One of the many things that displease Kanye West: Barack Obama repeatedly referring to him as a “jackass” (including in the pages of The Atlantic). "I don't care if somebody the president or not,” he said this week. “I care about thoughts, and how you helpin' people, and what you bring to the world. My music brings joy to people. What I create brings joy to people, and I'm about people.”
West’s many skeptics probably find a boast like that to be pretty rich—more evidence, in fact, for the “jackass” reputation. Even his supporters might look askance at the statement. “Joy” is not what one thinks of when listening to his abrasive and vulgar new album, Yeezus.
Yet West remains more self-aware than many people want to credit him for. Today he took to Ellen to unveil his new video, “Bound 2.” There’s something amiss if it doesn’t inspire at least a touch of joy:
Inspirational-video American west scenery; Kanye in a ripped tie-dye tee on the back of a motorcycle entwined with a topless Kim Kardashian—the appropriate reaction here is to laugh both with and at what’s going on.
He’s trolling, of course. In the accompanying interview with Ellen, referring to his sports-arena marriage proposal, he talked about knowing what “taste” meant and wanting to reject it. He’s also making art, though. The dreamy, sexual, blatantly metaphorical clip—two lovers on a highway to infinite bliss—sums up “Bound 2,” which closes a nightmarish-sounding album about polygamous sexcapades with a sweet, soulful, and yet still lewd ode to monogamous commitment. It's jokey but not a joke. As Slate's Forrest Wickman puts it, "Love makes people do silly things."

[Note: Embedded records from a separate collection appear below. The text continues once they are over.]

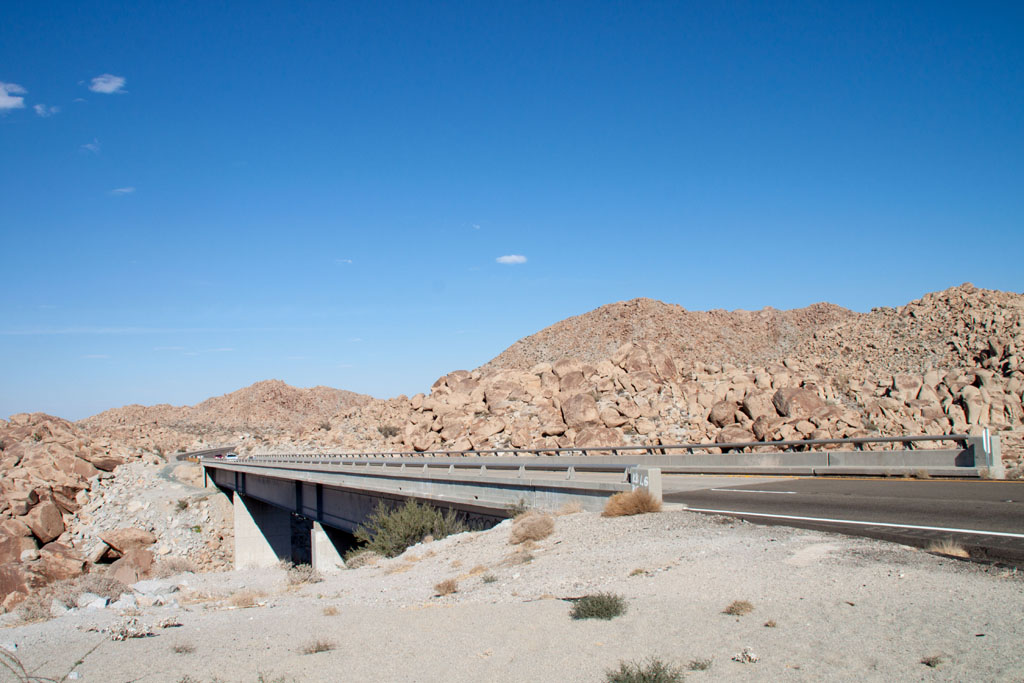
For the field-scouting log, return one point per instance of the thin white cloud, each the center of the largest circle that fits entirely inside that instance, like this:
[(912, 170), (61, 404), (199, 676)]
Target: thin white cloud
[(108, 84), (511, 259), (7, 98)]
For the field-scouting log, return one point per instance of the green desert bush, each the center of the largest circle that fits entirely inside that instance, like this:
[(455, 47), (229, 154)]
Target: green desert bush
[(390, 530), (599, 605), (653, 671)]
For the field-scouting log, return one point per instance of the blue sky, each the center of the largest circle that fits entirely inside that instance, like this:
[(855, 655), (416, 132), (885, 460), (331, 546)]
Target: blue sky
[(199, 196)]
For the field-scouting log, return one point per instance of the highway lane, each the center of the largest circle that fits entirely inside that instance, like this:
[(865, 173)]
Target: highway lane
[(985, 517)]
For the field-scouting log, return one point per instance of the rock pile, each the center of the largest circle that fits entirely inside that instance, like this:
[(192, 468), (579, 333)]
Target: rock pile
[(72, 503)]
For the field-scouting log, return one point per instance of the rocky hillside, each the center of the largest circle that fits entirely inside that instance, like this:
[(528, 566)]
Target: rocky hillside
[(633, 373), (265, 410), (737, 337)]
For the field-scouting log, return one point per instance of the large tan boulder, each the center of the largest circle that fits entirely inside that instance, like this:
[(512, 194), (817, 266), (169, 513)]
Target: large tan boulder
[(759, 403), (45, 521), (723, 413), (102, 461), (124, 540), (597, 436), (734, 434), (611, 418), (792, 402), (59, 562), (580, 410)]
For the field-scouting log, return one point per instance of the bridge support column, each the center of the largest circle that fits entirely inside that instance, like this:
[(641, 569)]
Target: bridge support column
[(326, 557), (262, 532)]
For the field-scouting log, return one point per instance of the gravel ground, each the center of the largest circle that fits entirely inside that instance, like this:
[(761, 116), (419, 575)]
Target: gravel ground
[(843, 608)]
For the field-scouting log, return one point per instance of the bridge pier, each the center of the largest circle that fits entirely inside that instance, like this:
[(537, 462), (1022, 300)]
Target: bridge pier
[(262, 532), (325, 542)]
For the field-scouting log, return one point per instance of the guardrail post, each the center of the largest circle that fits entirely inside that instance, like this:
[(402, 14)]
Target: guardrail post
[(647, 477), (987, 453)]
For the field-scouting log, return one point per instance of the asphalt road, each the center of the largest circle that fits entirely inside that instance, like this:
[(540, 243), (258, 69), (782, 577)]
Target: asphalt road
[(985, 517)]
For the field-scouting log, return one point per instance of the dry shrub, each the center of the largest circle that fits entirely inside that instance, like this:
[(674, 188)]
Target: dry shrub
[(363, 558), (303, 573), (171, 566), (67, 592), (568, 509), (636, 502), (738, 608), (399, 568), (244, 599), (315, 646), (947, 547), (532, 525)]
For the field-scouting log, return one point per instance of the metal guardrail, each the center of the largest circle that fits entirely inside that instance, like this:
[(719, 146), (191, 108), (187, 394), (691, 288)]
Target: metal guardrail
[(665, 450)]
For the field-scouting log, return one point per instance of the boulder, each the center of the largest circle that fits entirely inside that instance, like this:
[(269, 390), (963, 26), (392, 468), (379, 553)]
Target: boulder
[(59, 562), (580, 410), (734, 434), (127, 539), (792, 402), (611, 418), (759, 403), (45, 521), (723, 413), (596, 435)]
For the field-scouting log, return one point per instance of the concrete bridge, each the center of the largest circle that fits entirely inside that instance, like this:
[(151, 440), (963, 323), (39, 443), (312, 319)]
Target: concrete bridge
[(338, 492)]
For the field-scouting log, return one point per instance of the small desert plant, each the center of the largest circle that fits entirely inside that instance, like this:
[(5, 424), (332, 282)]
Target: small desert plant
[(653, 671), (738, 608), (67, 592), (360, 557), (315, 646), (390, 530), (303, 573), (947, 547), (387, 431), (532, 525), (636, 502), (35, 608), (599, 605), (170, 566), (699, 665), (244, 599)]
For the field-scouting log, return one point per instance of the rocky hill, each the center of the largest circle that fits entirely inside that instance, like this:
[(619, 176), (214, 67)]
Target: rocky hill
[(266, 410), (737, 337), (633, 373)]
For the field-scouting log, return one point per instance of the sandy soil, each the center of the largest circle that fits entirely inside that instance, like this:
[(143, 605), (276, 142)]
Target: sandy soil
[(843, 609)]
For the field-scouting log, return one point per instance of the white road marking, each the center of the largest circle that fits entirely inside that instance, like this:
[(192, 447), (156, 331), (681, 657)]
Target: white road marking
[(862, 523), (754, 491)]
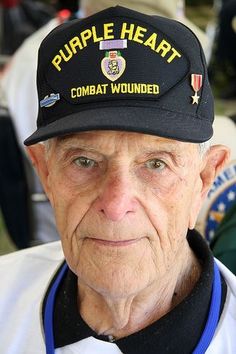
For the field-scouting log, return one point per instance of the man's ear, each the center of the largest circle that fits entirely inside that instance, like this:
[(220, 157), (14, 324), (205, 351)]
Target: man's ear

There are other appropriate reactions. Like, Kanye, if you adore this girl maybe don’t reduce her to a hood ornament? But the overwhelming feeling the video’s meant to induce is WTF glee—the same emotion that comes with the electro-plasma chainsaw noises that open Yeezus, or the gargantuan mountain that he’s been bringing on stage lately, or the fact that he decided to premiere his new video on Ellen. Scowling, problematic, vain, and profane West remains, but he's also also, above all, a delight.